Note: When reading file-data of an FATEntry, files are not stored continuously.

TableBlocks may intercept the file stream and must be skipped. So when reading filedata you must abstract away table blocks. This means when reading a file, you must skip all table blocks as if they did not exist and skip over them to simulate continuous files

So offsets such as:

[0,4096],[2097152,2101248],[4194304,4198400],...,[TableIndex * 4096,TableIndex * 4096 + 4096]

must be skipped over

Some info on TimeStamp: To convert this 64 bit integer to the more standardized time_t variable simply divide the 64-bit integer by 10000000UL and subtract by 11644473600ULL. FILETIME is the number of 100-nanosecond intervals since January 1, 1601 while time_t is the number of 1-second intervals since January 1, 1970. If you're writing a multi-platform library it's best to use the more standardized time_t format when available as most functions converting timestamps into strings use the time_t format.

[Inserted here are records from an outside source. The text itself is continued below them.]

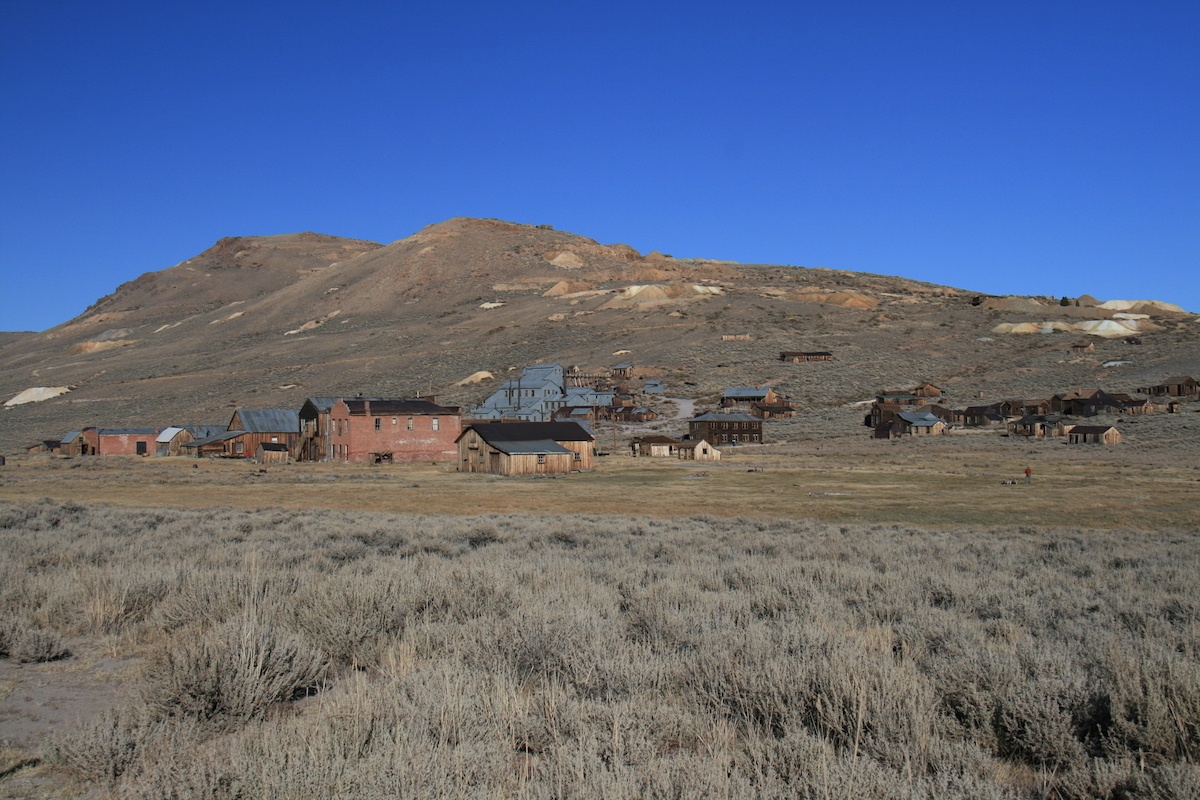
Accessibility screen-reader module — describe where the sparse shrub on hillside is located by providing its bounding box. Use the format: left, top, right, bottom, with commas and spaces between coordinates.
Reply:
142, 613, 326, 724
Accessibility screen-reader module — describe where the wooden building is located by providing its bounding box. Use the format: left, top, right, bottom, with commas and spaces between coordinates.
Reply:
255, 442, 291, 464
780, 351, 834, 363
874, 411, 946, 439
297, 397, 342, 462
155, 425, 226, 457
456, 421, 595, 475
688, 412, 762, 446
227, 409, 300, 456
912, 383, 944, 399
1138, 376, 1199, 398
1067, 425, 1122, 445
630, 435, 681, 458
320, 398, 462, 463
1000, 398, 1052, 418
1007, 414, 1070, 438
678, 439, 721, 461
959, 405, 1005, 427
1051, 389, 1123, 417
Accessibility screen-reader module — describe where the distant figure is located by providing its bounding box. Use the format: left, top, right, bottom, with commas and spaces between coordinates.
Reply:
1024, 466, 1032, 484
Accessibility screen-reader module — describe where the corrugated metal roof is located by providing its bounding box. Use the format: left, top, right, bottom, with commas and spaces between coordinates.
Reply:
491, 439, 573, 455
897, 412, 942, 427
724, 386, 770, 399
60, 430, 81, 444
156, 427, 185, 443
463, 421, 594, 445
186, 430, 247, 447
231, 409, 300, 433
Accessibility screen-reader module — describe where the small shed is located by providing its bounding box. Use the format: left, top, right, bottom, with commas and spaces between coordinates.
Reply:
780, 351, 834, 363
1067, 425, 1122, 445
255, 442, 291, 464
679, 439, 721, 461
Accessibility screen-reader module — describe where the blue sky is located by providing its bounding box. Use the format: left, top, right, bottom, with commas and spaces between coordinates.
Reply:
2, 2, 1197, 332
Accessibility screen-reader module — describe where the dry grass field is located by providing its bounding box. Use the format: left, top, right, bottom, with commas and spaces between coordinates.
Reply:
0, 497, 1197, 799
1, 438, 1199, 798
1, 433, 1198, 530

time_t filetime_to_time_t(std::uint64_t Time)
	return Time / 10000000ULL - 11644473600ULL;

The root directory of the VFS will always start at block index 2. This will always be the position of the first FATBlock containing 64 FatEntries of the root folder. If the Flags variable of the FATEntry structure is 0 the entry is considered to be unused. The full hierarchy of files can be traversed simply by iterating through all 64 entries of the FatBlock within block index 2 and stopping at the entry whose Flags variable is set to 0. If any of the 64 FATEntries is a folder, then recursively iterate at the 64 FatEntries at the Block variable. If the entry is a file then simply go to the starting block index and read Size amount of bytes continuously, decrypting appropriate Data-Blocks along the way should Size be larger than 1 block(0x1000 bytes). Padded bytes within a block will always be 0.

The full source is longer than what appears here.